The key quote comes from Maclean's:
"The rise of the contract worker may also be having a more wide-scale impact than previously realized. A growing gap between rich and poor in countries like Canada has been blamed, in part, on a growing number of poor quality jobs. There’s also mounting evidence to suggest that the rise of the throwaway worker has made recent recessions more painful and longer-lasting. Temp jobs? More like a temporary economy."
Obviously Maclean's is not a big fan of independent work, and sees it as a cause of income inequality.
We don't agree.
As part of the 2011 State of Independence study we looked at independent worker income. We found median per capita income for U.S. independent workers to be roughly the same as the median per capita income for workers overall.
We also found a fair amount of income inequality among independent workers. In particular 3 overlapping groups of independent workers significantly out earn other independents: (1) older independents (55+), (2) independents who have been independent longer than 5 years, and (3) independents that are highly satisfied with independent work.
In other words, income inequality among independent workers somewhat mirrors overall income inequality.
Our explanation - which is based on our interviews and other qualitative work - is independent workers with the right skill sets and experience are thriving and are much more financially successful than those who don't. This is very similar to what is happening across the workforce in general.
Because of this, we don't see the shift to independent work as a cause of income inequality.
Instead, we think the shift to independent work is being driven in part by the same trends that are causing income inequality.
So what's causing income inequality? I think former Labor Secretary Robert Reich nails it in his book Super Capitalism.
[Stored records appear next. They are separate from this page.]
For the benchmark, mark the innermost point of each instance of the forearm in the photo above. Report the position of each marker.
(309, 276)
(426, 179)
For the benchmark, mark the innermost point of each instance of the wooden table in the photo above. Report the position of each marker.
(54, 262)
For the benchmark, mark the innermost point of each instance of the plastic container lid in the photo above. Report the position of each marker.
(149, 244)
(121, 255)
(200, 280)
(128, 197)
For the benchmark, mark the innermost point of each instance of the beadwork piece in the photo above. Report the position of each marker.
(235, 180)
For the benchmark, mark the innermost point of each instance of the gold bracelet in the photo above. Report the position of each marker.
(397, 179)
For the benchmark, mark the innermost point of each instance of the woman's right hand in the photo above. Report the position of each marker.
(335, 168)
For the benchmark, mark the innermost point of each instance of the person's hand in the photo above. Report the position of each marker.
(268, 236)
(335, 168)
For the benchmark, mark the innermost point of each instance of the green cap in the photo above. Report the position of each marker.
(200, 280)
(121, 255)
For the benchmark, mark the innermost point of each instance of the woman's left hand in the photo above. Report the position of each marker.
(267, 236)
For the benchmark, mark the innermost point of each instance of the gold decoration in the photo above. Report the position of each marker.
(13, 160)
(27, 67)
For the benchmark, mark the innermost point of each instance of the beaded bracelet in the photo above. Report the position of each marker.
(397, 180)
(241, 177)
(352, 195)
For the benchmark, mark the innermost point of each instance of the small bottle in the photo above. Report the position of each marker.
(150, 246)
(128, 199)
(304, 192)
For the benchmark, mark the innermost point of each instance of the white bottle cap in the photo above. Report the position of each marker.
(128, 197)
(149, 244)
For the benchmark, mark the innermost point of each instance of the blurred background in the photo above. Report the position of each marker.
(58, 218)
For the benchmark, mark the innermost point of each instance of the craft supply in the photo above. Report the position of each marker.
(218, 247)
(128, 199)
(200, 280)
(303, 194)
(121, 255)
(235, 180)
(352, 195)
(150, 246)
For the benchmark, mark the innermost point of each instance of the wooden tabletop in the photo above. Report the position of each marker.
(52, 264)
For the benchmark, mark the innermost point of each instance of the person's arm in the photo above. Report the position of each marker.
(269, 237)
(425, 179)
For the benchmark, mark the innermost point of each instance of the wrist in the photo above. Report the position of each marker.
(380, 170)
Everyone should read this book, but his recent Financial Times article We are all going to hell in a shopping basket nicely summarizes his views. Key quote:
"At a deeper level the crisis marks the triumph of consumers and investors over workers and citizens. And since most of us occupy all four roles, the real crisis centres on the increasing efficiency by which we as consumers and investors can get great deals, and our declining capacity to be heard as workers and citizens."